Il en est de même de l’émancipation de la femme. L’esclavage de la femme est uniquement dans le désir des hommes d’en faire un instrument de jouissance, désir qu’ils estiment parfaitement justifié. On émancipe la femme, on lui octroie des droits égaux à ceux de l’homme, mais on l’envisage toujours comme un moyen de plaisir. Elle est élevée dans cette idée depuis l’enfance, et l’opinion générale l’y confirme. C’est ainsi qu’elle continue à demeurer une esclave soumise et dépravée, tandis que l’homme reste l’éternel maître débauché.
On émancipe la femme en lui facilitant l’accès à l’Université, au Parlement, mais on continue à la traiter en objet de volupté. Apprenez-lui, comme on le fait, à croire qu’elle l’est, et elle demeurera toujours un être inférieur. Ou bien, par les soins de misérables médecins, elle empêchera la conception, sera une prostituée, descendue non pas au degré de l’animal, mais à l’état d’objet ; ou bien elle sera ce qu’elle est dans la plupart des cas : une hystérique, une malheureuse, inapte à tout progrès moral.
Toutes les hautes études des femmes ne sauraient modifier cette situation. Seule la modification de l’idée que l’homme se fait de la femme et de celle-ci sur elle-même pourrait y apporter un changement. La situation changera quand la femme verra dans son état de virginité un état supérieur. Tant que cela n’est pas, l’idéal de toute jeune fille, quelle que soit son instruction, sera de charmer le plus grand nombre possible de mâles, afin de pouvoir mieux choisir parmi eux.
Le fait que l’une est plus forte en mathématique et que l’autre sait mieux jouer de la harpe ne change rien à la situation. La femme trouve son plus grand bonheur quand elle réussit à séduire un homme. C’est là son but suprême. Ce fut et ce sera toujours ainsi.
Il en est ainsi pour les jeunes filles et pour les femmes mariées. Chez les premières, c’est nécessaire pour pouvoir choisir ; chez les secondes, c’est un moyen de dominer le mari.
Une seule chose vient interrompre cette façon de vivre, ce sont les enfants, à la condition que la femme soit bien portante et les nourrisse elle-même. Mais ici encore reparaissent les médecins.
Ma femme, qui voulait nourrir elle-même ses enfants, tomba malade à la naissance du premier ; mais elle a pu nourrir les cinq autres. Les médecins la déshabillèrent cyniquement, la tâtèrent partout – ce pourquoi je dus leur adresser de grands remerciements et les payer grassement, – et déclarèrent qu’elle ne pouvait nourrir. Elle se trouva ainsi privée, dès le début, de la seule diversion possible à sa coquetterie.

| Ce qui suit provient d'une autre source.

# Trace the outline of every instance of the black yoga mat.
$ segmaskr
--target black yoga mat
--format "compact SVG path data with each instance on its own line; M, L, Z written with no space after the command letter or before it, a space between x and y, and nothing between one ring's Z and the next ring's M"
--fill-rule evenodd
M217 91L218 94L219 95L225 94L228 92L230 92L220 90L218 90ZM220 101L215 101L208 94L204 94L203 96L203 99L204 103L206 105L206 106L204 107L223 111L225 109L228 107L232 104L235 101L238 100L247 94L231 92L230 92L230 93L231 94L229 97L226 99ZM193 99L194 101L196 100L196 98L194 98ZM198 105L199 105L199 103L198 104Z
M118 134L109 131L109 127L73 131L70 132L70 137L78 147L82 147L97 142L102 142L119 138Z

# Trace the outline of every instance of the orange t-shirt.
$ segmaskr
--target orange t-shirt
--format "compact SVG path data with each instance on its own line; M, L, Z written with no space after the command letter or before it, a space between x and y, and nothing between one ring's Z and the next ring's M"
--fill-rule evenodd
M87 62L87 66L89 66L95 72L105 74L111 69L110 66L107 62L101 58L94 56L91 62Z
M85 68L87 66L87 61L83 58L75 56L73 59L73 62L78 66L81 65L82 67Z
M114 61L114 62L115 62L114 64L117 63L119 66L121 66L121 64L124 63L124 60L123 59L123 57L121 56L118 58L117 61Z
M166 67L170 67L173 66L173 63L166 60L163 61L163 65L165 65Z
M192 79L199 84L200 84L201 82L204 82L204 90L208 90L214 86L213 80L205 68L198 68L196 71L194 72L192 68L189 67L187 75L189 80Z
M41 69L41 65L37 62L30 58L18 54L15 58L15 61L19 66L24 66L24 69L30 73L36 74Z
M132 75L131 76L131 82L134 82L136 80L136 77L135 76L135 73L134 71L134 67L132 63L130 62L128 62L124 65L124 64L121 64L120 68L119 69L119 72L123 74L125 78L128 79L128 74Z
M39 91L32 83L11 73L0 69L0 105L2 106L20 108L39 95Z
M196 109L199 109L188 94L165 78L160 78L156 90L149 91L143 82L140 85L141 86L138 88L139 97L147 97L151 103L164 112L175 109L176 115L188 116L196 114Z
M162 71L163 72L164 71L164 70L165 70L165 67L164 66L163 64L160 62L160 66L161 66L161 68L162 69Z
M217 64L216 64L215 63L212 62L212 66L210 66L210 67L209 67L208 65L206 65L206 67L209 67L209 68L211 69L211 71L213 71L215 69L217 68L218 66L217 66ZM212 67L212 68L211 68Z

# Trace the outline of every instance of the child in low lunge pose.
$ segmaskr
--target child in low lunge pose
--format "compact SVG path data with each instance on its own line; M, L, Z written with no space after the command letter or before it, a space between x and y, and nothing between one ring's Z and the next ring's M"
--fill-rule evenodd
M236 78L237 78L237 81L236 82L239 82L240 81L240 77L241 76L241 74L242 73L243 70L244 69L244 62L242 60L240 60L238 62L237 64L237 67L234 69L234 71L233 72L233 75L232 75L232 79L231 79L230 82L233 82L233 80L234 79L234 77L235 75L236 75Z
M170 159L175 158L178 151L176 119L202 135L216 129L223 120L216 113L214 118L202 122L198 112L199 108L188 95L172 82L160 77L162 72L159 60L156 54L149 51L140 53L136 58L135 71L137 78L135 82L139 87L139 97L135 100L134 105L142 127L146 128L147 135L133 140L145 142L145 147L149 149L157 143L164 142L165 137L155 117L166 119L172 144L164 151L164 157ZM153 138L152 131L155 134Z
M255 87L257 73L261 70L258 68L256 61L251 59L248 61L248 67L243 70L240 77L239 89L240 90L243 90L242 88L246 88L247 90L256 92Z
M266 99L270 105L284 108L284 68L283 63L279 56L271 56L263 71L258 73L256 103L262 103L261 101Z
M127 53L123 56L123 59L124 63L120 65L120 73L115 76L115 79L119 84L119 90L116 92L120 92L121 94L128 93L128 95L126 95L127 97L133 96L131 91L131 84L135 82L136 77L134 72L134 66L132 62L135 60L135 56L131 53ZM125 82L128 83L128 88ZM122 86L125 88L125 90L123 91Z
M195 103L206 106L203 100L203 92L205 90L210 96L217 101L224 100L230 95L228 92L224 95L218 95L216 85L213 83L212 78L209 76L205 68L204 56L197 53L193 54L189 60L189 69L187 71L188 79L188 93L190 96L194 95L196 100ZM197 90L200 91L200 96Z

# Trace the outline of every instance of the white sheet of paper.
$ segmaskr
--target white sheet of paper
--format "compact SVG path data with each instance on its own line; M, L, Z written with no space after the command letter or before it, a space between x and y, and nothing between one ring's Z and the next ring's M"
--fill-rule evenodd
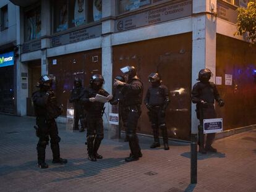
M216 85L221 85L221 84L222 84L222 77L216 77Z
M106 102L108 101L106 97L103 96L101 94L97 94L95 96L96 101L101 102Z

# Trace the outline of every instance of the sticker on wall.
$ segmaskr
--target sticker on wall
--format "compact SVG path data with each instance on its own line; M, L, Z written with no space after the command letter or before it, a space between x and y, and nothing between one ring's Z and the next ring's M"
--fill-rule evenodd
M216 77L216 85L222 85L221 77Z
M56 65L56 64L57 64L57 59L53 59L53 65Z
M232 85L232 75L225 74L225 85Z

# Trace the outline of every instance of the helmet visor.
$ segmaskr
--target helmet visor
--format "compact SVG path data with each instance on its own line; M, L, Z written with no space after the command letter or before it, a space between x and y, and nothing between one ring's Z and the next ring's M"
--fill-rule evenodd
M130 69L129 69L129 66L122 67L122 68L120 69L120 70L123 73L129 73L130 72Z

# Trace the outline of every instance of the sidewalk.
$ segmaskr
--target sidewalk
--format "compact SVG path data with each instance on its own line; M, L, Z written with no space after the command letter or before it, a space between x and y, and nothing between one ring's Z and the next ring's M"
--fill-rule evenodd
M108 140L103 159L87 159L85 133L59 124L66 165L36 165L35 119L0 115L0 191L256 191L256 130L218 140L219 152L198 154L198 183L190 185L190 145L170 141L170 150L151 149L152 138L140 136L143 157L127 163L127 143Z

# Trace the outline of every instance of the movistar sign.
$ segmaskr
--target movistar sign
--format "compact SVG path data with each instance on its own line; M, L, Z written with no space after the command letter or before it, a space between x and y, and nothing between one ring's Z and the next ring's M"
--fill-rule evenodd
M14 52L0 54L0 67L12 65L14 64Z

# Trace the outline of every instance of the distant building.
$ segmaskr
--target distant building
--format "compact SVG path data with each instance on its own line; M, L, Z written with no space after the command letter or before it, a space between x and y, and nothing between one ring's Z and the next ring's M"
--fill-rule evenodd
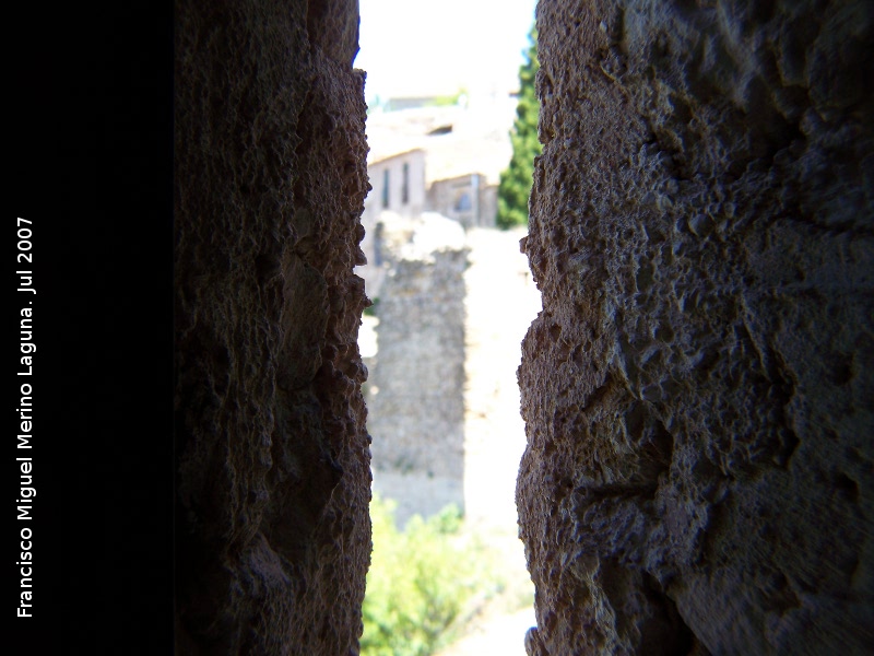
M385 279L378 247L382 212L404 219L437 212L465 230L495 226L497 186L512 155L516 103L512 95L465 98L463 105L414 106L368 117L371 190L362 214L368 265L358 273L370 297L379 295Z

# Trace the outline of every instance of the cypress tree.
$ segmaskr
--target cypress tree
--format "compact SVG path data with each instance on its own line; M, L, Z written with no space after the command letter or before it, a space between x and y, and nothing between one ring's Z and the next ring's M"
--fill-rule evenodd
M510 133L512 159L509 167L500 174L498 186L498 227L528 225L528 199L531 196L531 178L534 173L534 156L542 145L538 140L540 102L534 86L540 63L538 61L538 32L531 28L531 45L525 62L519 68L519 105Z

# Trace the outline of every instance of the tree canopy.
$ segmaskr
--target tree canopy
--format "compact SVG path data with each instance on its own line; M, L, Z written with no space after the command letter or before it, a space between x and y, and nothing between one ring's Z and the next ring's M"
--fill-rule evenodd
M540 68L536 27L531 28L529 39L531 46L525 62L519 68L519 105L510 133L512 159L509 167L500 174L498 186L497 224L503 229L528 225L528 199L531 196L534 157L542 150L538 140L540 102L534 85Z

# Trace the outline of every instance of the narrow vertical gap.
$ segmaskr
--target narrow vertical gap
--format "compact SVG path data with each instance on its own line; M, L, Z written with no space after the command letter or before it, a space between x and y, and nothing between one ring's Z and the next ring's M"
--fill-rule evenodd
M375 497L364 656L414 643L522 656L535 624L516 370L541 303L525 225L497 219L534 5L361 2L371 192L356 273L374 302L358 343Z

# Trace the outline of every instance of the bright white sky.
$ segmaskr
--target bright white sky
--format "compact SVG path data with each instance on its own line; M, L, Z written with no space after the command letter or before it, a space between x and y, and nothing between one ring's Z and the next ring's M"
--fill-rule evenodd
M365 97L518 87L536 0L359 0Z

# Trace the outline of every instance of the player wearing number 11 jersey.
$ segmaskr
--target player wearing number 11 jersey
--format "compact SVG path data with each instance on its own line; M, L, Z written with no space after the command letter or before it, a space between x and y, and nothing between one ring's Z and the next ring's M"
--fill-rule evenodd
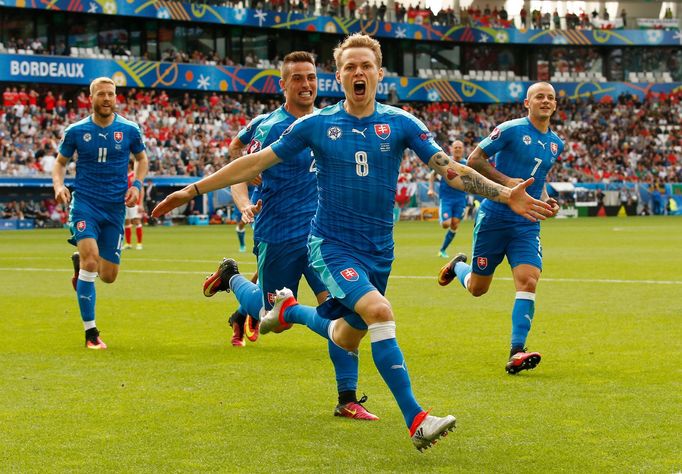
M548 202L552 215L559 206L545 188L547 173L564 149L564 142L549 128L556 110L554 88L538 82L528 88L524 105L528 116L499 125L469 155L467 163L484 176L506 186L534 178L528 194ZM488 157L495 157L495 167ZM516 374L535 368L538 352L525 349L535 313L535 288L542 271L540 223L528 222L509 212L509 208L490 200L483 201L476 216L471 265L463 254L445 265L439 283L447 285L455 276L474 296L488 291L495 268L504 257L512 268L516 299L512 309L512 335L507 373Z
M52 171L57 202L71 202L70 243L74 287L85 327L85 345L106 349L95 324L95 279L113 283L118 275L125 208L137 206L147 174L147 155L140 127L115 113L116 85L108 77L90 84L92 115L70 125L59 144ZM128 187L128 159L135 157L134 179ZM73 196L64 186L66 163L74 154L76 184Z

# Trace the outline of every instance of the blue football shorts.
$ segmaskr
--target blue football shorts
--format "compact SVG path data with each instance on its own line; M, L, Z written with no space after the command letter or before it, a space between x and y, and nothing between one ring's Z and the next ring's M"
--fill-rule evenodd
M125 204L101 203L80 199L73 193L69 211L69 243L77 245L83 239L95 239L99 255L119 265L123 246Z
M542 271L540 223L500 219L479 210L471 254L471 269L478 275L492 275L505 256L511 268L527 264Z
M263 292L263 308L269 311L275 301L275 292L285 286L298 295L298 284L305 277L315 295L327 288L319 275L308 265L308 248L305 239L299 242L256 244L258 257L258 284Z
M341 242L330 242L314 235L308 238L310 265L320 275L332 298L346 309L344 319L355 329L367 324L353 310L370 291L386 293L393 264L393 249L383 253L360 252Z
M461 199L458 199L456 201L449 199L441 199L438 209L440 211L439 215L441 224L453 218L461 221L462 217L464 217L466 201L462 201Z

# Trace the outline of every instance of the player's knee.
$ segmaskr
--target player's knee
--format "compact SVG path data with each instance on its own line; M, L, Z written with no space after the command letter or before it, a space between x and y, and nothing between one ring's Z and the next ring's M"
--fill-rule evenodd
M99 262L98 262L98 258L96 256L86 256L86 255L80 256L81 270L85 270L88 272L97 272L98 271L98 268L97 268L98 265L99 265Z
M386 300L374 303L368 313L372 322L393 321L393 308Z
M346 351L354 352L360 347L360 341L362 341L367 331L360 331L348 324L339 323L341 321L343 320L338 319L334 325L333 342Z
M116 274L111 274L111 273L100 273L99 274L99 279L102 280L104 283L113 283L116 281Z
M535 276L527 276L519 279L516 282L517 291L527 291L529 293L535 293L535 289L538 286L538 279Z
M115 282L117 276L118 276L117 268L100 267L99 269L99 279L102 280L104 283Z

Nous prîmes une nourrice, c’est-à-dire que nous exploitâmes la pauvreté, le besoin, l’ignorance d’une femme, nous la volâmes à son propre enfant au profit du nôtre et nous la parâmes d’un kokoschnik à galons d’argent… Mais il ne s’agit pas de cela. Ce que je voulais dire, c’est que cette liberté momentanée réveilla chez ma femme, en lui donnant une force nouvelle, la coquetterie féminine un peu endormie pendant la période qui avait précédé. Alors naquit en moi une jalousie telle que jamais auparavant je n’en avais soupçonné l’existence. Dieu ! que de souffrances ! D’ailleurs ce sentiment est général à tous les maris qui vivent comme je vivais avec ma femme, c’est-à-dire immoralement.